Nel suonare il pianoforte, svolgiamo contemporaneamente un lavoro di analisi e di sintesi: siamo tenuti a gestire tutti i dettagli dell'esecuzione, le singole voci, i singoli timbri, e al contempo dobbiamo sapere creare il giusto impasto tra le varie linee, dare il senso globale della frase, avere una visione completa dello sviluppo della composizione.
Tutto ciò coincide con il lavoro del direttore d'orchestra, il quale, rispetto ai pianisti, deve però rivolgersi ad altri musicisti (gli strumentisti dell'orchestra): nel nostro caso, invece, l'orchestra coincide con il direttore. Dobbiamo “dirigere” noi stessi, come se ogni dito fosse uno strumentista dell'orchestra.
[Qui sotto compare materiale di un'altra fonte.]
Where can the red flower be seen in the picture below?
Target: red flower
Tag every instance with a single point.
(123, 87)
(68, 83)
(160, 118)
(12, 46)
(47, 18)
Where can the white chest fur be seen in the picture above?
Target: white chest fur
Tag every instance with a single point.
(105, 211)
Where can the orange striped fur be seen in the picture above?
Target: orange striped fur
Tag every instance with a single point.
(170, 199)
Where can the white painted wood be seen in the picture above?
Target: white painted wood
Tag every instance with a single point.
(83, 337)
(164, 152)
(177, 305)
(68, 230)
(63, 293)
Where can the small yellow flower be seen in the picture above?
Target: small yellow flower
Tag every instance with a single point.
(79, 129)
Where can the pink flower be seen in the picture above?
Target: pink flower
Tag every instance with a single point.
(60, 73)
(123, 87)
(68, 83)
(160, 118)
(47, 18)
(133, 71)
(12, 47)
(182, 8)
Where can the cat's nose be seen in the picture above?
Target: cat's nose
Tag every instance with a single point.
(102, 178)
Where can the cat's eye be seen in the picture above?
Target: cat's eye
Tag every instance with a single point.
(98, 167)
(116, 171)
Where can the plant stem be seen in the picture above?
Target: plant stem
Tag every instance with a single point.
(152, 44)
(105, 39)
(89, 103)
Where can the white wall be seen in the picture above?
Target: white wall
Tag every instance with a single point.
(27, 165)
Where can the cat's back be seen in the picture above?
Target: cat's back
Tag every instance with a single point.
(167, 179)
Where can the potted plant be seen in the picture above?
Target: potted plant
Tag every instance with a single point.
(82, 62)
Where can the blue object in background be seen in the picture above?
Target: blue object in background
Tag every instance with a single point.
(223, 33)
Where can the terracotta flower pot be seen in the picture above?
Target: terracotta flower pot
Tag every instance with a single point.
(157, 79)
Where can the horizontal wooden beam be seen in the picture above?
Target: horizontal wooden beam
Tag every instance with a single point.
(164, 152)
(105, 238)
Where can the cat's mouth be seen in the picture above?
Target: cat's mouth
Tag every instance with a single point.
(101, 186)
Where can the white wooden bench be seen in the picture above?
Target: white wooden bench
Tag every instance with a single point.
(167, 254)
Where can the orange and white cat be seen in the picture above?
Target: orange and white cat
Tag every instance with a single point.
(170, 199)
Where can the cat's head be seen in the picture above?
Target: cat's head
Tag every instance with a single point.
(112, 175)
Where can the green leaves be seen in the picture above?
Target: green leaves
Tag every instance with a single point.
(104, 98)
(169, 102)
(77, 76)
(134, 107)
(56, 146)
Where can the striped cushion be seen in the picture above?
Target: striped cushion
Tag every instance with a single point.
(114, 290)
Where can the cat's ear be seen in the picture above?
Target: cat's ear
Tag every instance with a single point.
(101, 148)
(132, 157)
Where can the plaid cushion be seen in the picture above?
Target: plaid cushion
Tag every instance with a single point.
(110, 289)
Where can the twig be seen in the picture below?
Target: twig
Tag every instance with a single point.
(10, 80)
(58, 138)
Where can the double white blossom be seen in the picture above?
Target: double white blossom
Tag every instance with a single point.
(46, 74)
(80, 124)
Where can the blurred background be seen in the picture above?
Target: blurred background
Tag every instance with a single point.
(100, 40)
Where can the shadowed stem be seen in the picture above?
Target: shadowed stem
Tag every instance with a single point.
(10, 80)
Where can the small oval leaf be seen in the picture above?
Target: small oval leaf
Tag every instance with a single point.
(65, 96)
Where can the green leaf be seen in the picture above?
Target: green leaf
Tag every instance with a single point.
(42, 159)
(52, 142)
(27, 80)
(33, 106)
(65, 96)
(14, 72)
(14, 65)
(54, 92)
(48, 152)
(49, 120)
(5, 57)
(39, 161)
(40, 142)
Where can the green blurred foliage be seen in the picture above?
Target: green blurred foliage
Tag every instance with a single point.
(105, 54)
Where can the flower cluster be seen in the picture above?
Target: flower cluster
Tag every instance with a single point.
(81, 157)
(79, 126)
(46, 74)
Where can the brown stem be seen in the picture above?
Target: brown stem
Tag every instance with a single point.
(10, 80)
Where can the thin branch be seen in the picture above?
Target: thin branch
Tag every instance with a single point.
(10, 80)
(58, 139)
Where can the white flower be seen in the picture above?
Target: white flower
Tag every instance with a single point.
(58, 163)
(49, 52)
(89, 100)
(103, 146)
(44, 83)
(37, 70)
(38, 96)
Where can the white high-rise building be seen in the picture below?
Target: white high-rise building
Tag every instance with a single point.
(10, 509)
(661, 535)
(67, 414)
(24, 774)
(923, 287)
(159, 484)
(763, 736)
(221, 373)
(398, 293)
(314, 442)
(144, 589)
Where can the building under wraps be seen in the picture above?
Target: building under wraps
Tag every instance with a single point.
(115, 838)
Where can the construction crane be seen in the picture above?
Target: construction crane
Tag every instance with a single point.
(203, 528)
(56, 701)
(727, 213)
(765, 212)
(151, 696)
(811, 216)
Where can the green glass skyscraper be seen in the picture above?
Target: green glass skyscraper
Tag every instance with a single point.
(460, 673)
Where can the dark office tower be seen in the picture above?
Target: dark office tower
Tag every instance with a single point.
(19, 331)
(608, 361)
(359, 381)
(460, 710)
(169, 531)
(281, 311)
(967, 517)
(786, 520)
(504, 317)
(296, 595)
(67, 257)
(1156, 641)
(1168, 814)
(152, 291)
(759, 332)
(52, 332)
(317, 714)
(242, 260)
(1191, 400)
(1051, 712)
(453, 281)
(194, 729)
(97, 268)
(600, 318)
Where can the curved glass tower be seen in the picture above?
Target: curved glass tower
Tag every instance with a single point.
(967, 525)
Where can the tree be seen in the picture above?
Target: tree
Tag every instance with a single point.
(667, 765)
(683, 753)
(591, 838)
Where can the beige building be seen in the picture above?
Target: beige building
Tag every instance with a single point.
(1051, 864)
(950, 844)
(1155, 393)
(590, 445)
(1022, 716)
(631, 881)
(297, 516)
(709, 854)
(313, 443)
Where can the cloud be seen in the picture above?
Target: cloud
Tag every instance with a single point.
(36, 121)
È quindi utile pensare di sdoppiarci nel doppio ruolo di “direttore” e di “orchestra pianistica”: altrimenti, rischiamo di essere un'orchestra che suona...senza direttore.
Mi spiego meglio: le intenzioni musicali e i dettagli della nostra interpretazione devono essere estremamente a fuoco nella nostra mente (e nel nostro cuore: parliamo soprattutto di intenzioni emotive), e vanno pensate ben prima del momento in cui le eseguiamo alla tastiera.
Del resto, quando un direttore sale sul podio per la prima prova con l’orchestra, ha già studiato a fondo la partitura e ha definito la sua interpretazione nei dettagli, in modo da dare subito chiare indicazioni agli orchestrali. Ugualmente, lo studio al pianoforte è la fase successiva allo studio della partitura, che può avvenire anche prima di mettere le mani sulla tastiera. Se ciò non accade, l'esecuzione potrebbe mancare di chiarezza, o essere troppo generica nelle scelte espressive.
Non deve succedere, quindi, che l'orchestra prevalga sul direttore, o che le ragioni puramente tecniche o pratiche (un salto difficile, o un vezzo dovuto ad abitudini pregresse) condizionino negativamente l'esecuzione.
Un esempio tipico: prima dell'entrata della voce principale sull'accompagnamento, si tende ad aspettare. Ciò avviene perché il “direttore ideale” che è in noi non ha dato l'attacco con il giusto anticipo: esattamente come accade quando un direttore mediocre non dà l'attacco ad un oboe o ad un clarinetto che ha il tema, e lo strumentista entra in ritardo. È quindi molto importante avere lo sguardo del direttore d'orchestra durante l'esecuzione: “pregustare” ogni entrata di un nuovo tema o di una nuova voce, preparandola con il giusto anticipo mentale, e “dando l'attacco” al relativo dito, ossia immaginando in anticipo il tipo di suono che vogliamo ottenere per quella voce, e il relativo gesto tecnico.
Quando saremo abituati a pensare la musica in questo modo, scopriremo come essa suonerà più spontanea e “vera”, e alcuni passaggi che ci sembravano difficili o musicalmente macchinosi ci appariranno immediatamente più semplici e naturali. Ciò ci porterà a vedere la musica dall'alto, a guardare più avanti, e ad essere maggiormente consapevoli nella conduzione della frase.